BRUSSELS (Reuters) – Belgian Prime Minister Yves Leterme’s government collapsed yesterday after the Flemish liberal party pulled out of his five-month-old coalition, causing a crisis that could damage its fragile economy.
Leterme, 49, tendered his government’s resignation to King Albert after an emergency cabinet meeting, but the monarch did not immediately decide whether to accept it.
“The king and the prime minister jointly underlined that, in the current circumstances, a political crisis would be inopportune and would seriously damage both the economic and social well-being of the citizens and the role of Belgium in Europe,” the palace said in a written statement.
Political analysts said Leterme might be persuaded to stay on. Otherwise parliament would have to be dissolved and an election held within 40 days.
The king later consulted the speakers of the lower and upper houses of parliament and was expected to receive the heads of Belgium’s mainstream parties.
Sittings in the lower house, which was due to vote on a bill to ban wearing the burqa in public yesterday, was suspended until next week.
Without the backing of the centre-right Open VLD, the remaining four parties in government still had 76 of the 150 seats in the lower house of parliament but the coalition would have found it hard to govern with such a slim majority.
Open VLD said it had lost faith in the government, which groups parties from centre-left to centre-right, because it had failed to resolve a dispute between French- and Dutch-speaking parties over electoral boundaries around the capital, Brussels.
“We have not agreed on a negotiated solution and therefore Open VLD no longer has confidence in the government,” said Alexander De Croo, the party’s chairman.
Economists have expressed concern that political paralysis in the linguistically-divided country of 10.6 million people as it recovers from the global economic crisis would harm the prospects of reducing Belgium’s budget deficit.

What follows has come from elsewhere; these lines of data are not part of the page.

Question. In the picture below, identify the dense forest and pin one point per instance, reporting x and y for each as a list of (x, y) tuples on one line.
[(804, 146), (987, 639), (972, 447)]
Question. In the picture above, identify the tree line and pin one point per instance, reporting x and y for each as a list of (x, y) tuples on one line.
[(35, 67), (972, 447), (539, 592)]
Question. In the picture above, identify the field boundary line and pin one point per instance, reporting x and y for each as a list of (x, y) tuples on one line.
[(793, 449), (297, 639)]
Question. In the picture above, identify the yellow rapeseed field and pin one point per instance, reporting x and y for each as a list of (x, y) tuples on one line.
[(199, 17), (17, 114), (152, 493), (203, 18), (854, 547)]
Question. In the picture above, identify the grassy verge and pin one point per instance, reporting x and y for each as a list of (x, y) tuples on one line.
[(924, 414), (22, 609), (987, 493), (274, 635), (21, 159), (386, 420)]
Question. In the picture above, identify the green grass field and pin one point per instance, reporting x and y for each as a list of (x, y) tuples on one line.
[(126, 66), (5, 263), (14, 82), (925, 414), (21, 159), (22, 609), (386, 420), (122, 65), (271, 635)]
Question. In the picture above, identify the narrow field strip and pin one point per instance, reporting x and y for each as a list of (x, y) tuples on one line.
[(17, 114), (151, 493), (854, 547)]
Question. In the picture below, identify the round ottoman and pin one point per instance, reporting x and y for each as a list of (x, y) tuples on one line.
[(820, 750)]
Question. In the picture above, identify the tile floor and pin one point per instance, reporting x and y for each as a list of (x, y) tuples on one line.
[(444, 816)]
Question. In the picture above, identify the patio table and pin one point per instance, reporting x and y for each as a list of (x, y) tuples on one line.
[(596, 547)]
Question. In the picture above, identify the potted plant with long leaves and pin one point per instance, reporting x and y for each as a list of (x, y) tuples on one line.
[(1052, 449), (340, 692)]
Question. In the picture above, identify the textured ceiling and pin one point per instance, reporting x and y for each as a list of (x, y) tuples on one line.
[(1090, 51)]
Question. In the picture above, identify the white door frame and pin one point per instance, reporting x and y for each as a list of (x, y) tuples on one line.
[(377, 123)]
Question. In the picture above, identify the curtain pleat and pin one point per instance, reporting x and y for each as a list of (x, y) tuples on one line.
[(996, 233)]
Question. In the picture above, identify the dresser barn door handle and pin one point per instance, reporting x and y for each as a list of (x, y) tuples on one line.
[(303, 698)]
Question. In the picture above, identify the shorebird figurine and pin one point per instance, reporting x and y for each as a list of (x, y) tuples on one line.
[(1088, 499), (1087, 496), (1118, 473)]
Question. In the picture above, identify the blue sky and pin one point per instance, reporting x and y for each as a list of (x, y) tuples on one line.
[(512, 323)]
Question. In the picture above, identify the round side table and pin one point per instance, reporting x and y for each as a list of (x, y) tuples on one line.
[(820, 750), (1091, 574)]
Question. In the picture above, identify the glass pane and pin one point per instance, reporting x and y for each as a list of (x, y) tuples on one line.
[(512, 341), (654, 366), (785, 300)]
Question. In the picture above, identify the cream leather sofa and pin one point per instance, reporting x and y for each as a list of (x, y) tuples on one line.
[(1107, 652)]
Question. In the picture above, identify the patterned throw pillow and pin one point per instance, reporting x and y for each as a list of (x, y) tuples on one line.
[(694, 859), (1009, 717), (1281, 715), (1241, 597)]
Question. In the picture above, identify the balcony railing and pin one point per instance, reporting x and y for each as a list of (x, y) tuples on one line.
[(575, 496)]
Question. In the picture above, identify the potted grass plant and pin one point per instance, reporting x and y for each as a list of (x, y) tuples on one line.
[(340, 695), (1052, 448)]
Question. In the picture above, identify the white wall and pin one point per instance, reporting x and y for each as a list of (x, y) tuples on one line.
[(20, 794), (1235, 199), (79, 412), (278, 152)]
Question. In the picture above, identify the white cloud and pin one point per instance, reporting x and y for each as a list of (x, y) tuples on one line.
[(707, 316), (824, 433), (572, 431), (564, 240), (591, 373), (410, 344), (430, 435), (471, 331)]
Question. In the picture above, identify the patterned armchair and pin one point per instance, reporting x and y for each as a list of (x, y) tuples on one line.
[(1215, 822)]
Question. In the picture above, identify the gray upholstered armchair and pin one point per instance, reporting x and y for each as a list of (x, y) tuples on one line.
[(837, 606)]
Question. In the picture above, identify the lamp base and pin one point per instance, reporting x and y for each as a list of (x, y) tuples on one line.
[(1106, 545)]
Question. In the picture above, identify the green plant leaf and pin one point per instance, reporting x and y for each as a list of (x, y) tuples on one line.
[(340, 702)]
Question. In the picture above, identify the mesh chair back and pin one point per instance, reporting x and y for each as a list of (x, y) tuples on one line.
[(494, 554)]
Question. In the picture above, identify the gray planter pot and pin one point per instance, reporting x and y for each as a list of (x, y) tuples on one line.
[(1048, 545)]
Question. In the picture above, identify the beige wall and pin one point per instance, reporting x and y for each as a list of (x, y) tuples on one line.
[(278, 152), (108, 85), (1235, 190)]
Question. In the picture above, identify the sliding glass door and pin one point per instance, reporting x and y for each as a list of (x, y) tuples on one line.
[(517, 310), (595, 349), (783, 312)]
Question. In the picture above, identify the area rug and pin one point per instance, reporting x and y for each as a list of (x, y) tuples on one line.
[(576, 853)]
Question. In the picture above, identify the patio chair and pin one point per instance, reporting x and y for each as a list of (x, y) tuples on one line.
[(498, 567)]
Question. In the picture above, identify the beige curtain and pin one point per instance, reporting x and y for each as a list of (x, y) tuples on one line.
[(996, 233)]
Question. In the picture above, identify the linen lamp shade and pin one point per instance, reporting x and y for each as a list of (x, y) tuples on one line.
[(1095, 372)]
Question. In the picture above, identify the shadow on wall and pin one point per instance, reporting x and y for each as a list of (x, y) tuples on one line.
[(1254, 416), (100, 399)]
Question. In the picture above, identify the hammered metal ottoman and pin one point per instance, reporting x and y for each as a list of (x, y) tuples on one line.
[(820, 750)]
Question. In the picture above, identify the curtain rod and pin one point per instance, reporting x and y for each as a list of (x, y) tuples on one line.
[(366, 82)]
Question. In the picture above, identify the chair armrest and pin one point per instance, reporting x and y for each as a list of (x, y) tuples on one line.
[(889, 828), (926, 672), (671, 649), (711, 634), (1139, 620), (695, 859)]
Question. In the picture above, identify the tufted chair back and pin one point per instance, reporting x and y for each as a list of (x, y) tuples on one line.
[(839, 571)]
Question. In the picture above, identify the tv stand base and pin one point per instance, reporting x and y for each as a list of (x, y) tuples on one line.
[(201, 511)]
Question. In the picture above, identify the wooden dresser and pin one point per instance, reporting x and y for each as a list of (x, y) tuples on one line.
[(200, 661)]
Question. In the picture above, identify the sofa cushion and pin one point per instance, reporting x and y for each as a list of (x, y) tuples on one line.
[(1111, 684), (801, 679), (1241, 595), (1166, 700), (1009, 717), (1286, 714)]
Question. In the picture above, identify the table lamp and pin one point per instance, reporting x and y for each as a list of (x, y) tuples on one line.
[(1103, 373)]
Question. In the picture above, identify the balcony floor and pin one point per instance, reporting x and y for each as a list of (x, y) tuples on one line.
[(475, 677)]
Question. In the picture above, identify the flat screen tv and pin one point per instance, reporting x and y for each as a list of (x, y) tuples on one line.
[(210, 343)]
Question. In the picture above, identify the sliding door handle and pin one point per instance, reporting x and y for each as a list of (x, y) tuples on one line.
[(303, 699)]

The government forecasts the deficit will be 4.8 per cent of gross domestic product in 2010, and Belgian debt is expected to exceed 100 per cent of GDP this year.
The premium investors demanded for holding Belgian debt increased on Thursday. The spread between 10-year Belgian bonds and German bunds had widened to a four week high of 51 basis points from 43 at Wednesday’s close, although this was in line with a widening trend for other euro zone sovereign bonds.
“Until now we may say that Belgium was off the radar screen of the financial markets, but this political crisis could bring Belgium back on to the radar screen of those shorting debt markets, speculators or otherwise,” said Etienne de Callatay, economist at Bank Degroof in Brussels, referring to the practice of trying to profit from a decline in an asset’s value.
Leterme became prime minister for a second time last November when Herman Van Rompuy left the post to become president of the European Union.
Even at the start of his second term, political and economic analysts said they were worried it could prove as unstable as his first nine months in power in 2008, when Belgium lurched from one crisis to another.
Leterme’s nine-month struggle to form his first government fuelled concerns in the media at the time that Belgium could break apart and raised the risk premium investors demanded to hold government bonds.
Belgium, home to European Union institutions and the NATO military alliance, will not want to let domestic problems drag on because on July 1 it takes over the six-month EU presidency, an organisational role held by each member state in turn.
“It’s very embarrassing and it’s an embarrassment on top of a previous embarrassment,” said Carl Devos, politics professor at Ghent University.